I found these apple snacks in the baby food section. Graduates for toddlers. Mini Fruits bite-size apple. They are little pieces of freeze dried apples, so they dizzolve easily. I give them for a treat. I was afraid she would choke on a regular apple.


----------



## BrookeB676 (Oct 17, 2004)

> I found these apple snacks in the baby food section. Graduates for toddlers. Mini Fruits bite-size apple. They are little pieces of freeze dried apples, so they dizzolve easily. I give them for a treat. I was afraid she would choke on a regular apple.[/B]


I dont think it would be a problem as long as there isnt anything in the ingredients that is a red flag. Mine love apples


----------



## barb (Apr 3, 2006)

Nothing but little pieces of freeze dried apples.


----------



## Furbaby's Mommie (Jul 10, 2004)

Are there any other ingredients listed......like preservatives? Some kind of sweetner? I know regular adult dried apples chips have lots of that sort of thing.

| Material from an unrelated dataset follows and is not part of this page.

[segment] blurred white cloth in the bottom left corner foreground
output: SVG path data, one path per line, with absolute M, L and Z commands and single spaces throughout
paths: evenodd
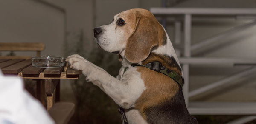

I would never give a little dog more than a few tiny morsels of apple, freeze dried or fresh. Apple is O.K., but I always take the skin off and shave just tiny pieces off for Frosty. I'll only hand feed it and only let him have a total of about a teaspoon or two. Apple would have a laxitive effect.


----------



## TheButtercup (Mar 3, 2005)

ooooh are they the "wagon wheels" ? buttercup LOOOOOOVES those. they get all sticky and messy in her face when she plays with them after deciding she doesn't want to chew them anymore LOL. buttercup is a big fan of the gerber baby treats. she loves the veggie puffs too. right now she is working on a new chewie that my friend's dog had. she saw daisy tear it apart like it was made of paper. butter is trying her hardest to do the same thing. it's not working LOL i may sneak some veggie puffs in and take the chewie from her for now....

ann marie and the "wagon wheels are FUN! you can eat them AND stick them in your facial furnishings!" buttercup


----------



## barb (Apr 3, 2006)

They are just little tiny pieces of freeze dried apple -nothing else. Perfect for a treat when you have been good.


----------



## Suz & the Fluffs (Mar 11, 2006)

*Thats sounds like a good idea. I'll have to check them out. Thank you for sharing!*


----------



## TuckersMom (Jun 27, 2005)

> ooooh are they the "wagon wheels" ? buttercup LOOOOOOVES those. they get all sticky and messy in her face when she plays with them after deciding she doesn't want to chew them anymore LOL. buttercup is a big fan of the gerber baby treats. she loves the veggie puffs too. right now she is working on a new chewie that my friend's dog had. she saw daisy tear it apart like it was made of paper. butter is trying her hardest to do the same thing. it's not working LOL i may sneak some veggie puffs in and take the chewie from her for now....
> 
> ann marie and the "wagon wheels are FUN! you can eat them AND stick them in your facial furnishings!" buttercup[/B]


Tucker likes the veggie puffs too. Of course, sometimes he has to play with them before eating them...and he rolls around on it and it gets stuck to his fur and he can't find it. So, of course mommie gets it unstuck and gives it to him just so he can play with it some more before eating it.


----------



## MaxMommy (Nov 1, 2005)

apples are safe, the seeds are not.

i find mine love baby carrots sticks....also good for teeth....


----------



## Joah (May 1, 2006)

Did someone say rahhhhh-pples?!?! My dogs are pouncing around this thread. They want mommy to bring the raahhhhh-pples (as scooby doo would say) out. I'm such a sucker for them. Guess I have to go to the store and buy some more.


----------